1月は、前月(13.7%減)と比べても大幅な落ち込み。11都府県に再発令された「緊急事態宣言」で、対象地区の店舗の営業時間短縮や、主要顧客である高齢層の外出自粛により、入店客数が大きく減少した。このため、緊急事態宣言対象地区の多くが含まれる大都市の百貨店売上高は32.1%減となり、地方の23.2%減と比べて減少幅が大きかった。

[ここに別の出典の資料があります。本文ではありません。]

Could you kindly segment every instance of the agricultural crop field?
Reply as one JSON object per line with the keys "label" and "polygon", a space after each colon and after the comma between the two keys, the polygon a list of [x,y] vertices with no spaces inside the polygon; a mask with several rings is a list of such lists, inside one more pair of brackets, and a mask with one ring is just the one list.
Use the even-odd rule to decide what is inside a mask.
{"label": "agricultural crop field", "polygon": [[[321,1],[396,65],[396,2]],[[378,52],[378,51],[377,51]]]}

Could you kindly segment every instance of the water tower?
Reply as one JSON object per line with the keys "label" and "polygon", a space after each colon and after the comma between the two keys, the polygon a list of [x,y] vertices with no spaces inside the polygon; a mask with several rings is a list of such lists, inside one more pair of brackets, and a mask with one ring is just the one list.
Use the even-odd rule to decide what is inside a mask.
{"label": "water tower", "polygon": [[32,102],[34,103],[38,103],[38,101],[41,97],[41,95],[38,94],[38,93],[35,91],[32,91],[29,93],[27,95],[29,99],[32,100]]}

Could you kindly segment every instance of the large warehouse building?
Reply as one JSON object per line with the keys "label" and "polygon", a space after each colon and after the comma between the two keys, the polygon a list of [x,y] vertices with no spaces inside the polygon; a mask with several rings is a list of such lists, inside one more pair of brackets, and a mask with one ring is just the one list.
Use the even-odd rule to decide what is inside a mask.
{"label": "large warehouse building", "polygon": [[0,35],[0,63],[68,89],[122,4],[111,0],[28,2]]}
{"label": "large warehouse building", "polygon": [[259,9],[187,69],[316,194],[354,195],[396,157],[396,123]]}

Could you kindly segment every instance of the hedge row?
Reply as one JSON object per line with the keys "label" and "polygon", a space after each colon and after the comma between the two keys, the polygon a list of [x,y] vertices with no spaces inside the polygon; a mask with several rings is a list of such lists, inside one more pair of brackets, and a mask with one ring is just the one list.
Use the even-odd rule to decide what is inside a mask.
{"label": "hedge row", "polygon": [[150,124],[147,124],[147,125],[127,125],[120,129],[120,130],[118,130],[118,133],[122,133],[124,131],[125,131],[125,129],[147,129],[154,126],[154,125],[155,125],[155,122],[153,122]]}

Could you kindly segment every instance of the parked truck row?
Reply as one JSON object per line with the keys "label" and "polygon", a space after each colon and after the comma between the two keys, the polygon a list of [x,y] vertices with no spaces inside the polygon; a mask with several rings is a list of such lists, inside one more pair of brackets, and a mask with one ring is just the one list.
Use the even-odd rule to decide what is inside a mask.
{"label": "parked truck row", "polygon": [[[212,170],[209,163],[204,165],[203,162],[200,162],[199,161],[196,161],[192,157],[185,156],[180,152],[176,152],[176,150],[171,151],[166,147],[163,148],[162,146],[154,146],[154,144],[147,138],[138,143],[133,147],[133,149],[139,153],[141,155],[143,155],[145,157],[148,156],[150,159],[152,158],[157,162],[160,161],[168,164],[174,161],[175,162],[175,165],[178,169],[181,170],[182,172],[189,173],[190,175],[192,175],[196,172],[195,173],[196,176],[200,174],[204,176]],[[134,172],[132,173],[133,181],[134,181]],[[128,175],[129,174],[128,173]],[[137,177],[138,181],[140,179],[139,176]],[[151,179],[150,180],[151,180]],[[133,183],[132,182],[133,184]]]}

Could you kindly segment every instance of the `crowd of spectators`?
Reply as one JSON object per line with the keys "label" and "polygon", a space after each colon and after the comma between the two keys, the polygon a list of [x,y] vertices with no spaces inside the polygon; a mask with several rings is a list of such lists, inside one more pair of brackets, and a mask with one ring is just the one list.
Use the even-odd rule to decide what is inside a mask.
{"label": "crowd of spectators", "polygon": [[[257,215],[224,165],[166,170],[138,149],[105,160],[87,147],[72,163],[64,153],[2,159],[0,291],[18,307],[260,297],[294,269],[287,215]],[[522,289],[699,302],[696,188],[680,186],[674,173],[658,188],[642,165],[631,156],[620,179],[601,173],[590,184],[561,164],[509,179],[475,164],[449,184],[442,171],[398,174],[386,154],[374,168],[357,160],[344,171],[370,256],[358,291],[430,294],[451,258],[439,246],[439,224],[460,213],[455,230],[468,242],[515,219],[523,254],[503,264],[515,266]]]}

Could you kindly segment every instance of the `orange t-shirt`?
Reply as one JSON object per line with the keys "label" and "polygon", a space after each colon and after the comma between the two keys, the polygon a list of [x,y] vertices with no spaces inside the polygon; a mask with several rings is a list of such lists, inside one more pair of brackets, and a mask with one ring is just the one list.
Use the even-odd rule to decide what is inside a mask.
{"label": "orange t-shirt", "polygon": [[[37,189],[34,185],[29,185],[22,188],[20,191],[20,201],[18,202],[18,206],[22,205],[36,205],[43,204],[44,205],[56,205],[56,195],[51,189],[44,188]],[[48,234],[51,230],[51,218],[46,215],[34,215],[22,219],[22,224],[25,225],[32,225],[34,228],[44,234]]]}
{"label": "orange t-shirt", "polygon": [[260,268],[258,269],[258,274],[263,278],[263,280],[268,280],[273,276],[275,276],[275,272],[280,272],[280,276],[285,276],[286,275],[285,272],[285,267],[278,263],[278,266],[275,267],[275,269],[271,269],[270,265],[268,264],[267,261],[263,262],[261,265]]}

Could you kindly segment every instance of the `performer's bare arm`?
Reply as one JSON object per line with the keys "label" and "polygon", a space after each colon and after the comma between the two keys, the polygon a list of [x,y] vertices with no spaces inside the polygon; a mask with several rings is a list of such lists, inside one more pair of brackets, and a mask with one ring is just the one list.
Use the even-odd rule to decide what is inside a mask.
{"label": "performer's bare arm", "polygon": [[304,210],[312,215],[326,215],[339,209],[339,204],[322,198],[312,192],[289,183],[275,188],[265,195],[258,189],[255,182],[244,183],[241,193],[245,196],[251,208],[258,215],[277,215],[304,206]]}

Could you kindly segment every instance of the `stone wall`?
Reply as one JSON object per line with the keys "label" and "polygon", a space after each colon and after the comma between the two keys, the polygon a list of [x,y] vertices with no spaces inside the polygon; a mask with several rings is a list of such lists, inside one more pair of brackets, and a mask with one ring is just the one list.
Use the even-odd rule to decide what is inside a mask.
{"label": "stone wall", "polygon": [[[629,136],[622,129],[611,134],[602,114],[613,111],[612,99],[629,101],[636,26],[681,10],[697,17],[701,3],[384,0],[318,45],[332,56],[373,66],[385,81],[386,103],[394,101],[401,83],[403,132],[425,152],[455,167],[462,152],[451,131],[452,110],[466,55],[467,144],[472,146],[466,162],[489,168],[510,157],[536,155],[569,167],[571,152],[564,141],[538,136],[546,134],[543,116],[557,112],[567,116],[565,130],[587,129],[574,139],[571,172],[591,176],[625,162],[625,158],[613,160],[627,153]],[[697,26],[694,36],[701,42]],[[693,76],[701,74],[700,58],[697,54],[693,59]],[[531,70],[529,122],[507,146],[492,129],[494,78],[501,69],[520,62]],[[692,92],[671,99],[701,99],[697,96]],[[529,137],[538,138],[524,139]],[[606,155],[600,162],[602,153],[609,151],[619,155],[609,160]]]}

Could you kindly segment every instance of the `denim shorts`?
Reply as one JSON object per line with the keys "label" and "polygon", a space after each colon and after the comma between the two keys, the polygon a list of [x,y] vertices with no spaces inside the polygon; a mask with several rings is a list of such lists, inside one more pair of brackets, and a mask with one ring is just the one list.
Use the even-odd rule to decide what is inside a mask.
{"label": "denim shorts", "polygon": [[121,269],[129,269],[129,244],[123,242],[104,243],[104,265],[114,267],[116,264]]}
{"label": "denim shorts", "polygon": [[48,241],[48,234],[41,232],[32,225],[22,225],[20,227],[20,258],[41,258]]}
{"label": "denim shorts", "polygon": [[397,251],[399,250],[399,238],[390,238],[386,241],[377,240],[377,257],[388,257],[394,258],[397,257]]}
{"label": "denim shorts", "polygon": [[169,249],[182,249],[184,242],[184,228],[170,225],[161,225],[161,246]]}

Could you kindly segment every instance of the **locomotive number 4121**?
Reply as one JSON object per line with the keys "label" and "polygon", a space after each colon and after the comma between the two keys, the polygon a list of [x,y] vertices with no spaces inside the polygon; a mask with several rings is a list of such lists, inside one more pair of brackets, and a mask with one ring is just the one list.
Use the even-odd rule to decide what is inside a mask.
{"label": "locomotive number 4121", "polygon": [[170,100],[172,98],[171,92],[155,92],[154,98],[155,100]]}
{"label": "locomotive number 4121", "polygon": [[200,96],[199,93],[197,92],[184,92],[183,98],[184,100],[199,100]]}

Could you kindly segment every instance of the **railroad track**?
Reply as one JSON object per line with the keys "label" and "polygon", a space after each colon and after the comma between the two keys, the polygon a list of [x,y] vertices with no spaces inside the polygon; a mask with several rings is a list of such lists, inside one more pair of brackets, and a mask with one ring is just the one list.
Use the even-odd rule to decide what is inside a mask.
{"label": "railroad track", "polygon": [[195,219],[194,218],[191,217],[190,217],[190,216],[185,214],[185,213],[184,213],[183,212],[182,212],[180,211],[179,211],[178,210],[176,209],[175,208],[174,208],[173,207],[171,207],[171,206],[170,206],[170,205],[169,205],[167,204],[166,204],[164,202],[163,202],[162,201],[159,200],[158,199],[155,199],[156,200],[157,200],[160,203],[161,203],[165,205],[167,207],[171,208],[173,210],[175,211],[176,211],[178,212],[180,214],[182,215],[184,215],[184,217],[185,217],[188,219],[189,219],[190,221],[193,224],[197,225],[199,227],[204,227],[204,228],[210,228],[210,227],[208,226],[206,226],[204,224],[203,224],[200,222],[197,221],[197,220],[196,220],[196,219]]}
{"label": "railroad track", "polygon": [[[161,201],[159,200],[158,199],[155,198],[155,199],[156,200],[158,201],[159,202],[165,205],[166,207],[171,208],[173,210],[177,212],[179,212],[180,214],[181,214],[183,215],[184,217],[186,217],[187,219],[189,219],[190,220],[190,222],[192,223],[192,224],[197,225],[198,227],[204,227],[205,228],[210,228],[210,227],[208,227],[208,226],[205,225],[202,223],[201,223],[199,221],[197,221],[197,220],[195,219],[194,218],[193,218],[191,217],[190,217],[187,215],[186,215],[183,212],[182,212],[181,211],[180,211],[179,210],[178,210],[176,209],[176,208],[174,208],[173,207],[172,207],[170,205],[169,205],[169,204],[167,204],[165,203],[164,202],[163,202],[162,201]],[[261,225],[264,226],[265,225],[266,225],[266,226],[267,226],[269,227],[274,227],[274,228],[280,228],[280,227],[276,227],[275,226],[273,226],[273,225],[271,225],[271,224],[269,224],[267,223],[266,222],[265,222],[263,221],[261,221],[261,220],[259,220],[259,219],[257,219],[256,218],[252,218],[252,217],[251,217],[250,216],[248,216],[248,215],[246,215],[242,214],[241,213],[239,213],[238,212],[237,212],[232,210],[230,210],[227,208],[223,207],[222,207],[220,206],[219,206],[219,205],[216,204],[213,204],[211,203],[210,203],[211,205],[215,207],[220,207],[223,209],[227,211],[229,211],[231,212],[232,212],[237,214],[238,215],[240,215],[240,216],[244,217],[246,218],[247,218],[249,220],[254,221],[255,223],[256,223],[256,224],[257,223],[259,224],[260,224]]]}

商品別にみても、主力の衣料品が39.8%減、身の回り品が31.9%減など、軒並み大幅なマイナスとなっている。ただ、株高を背景に、付加価値の高いラグジュアリーブランドや、宝飾品・高級時計など高額品は堅調だった。また、電子商取引(EC)売上高も各社の積極的な施策を背景に大幅に伸びた。バレンタイン商戦も、EC売上高をけん引役に検討しているという。

調査対象の百貨店は73社・196店舗。東京地区は前年比33.8%減で、16カ月連続マイナスとなった。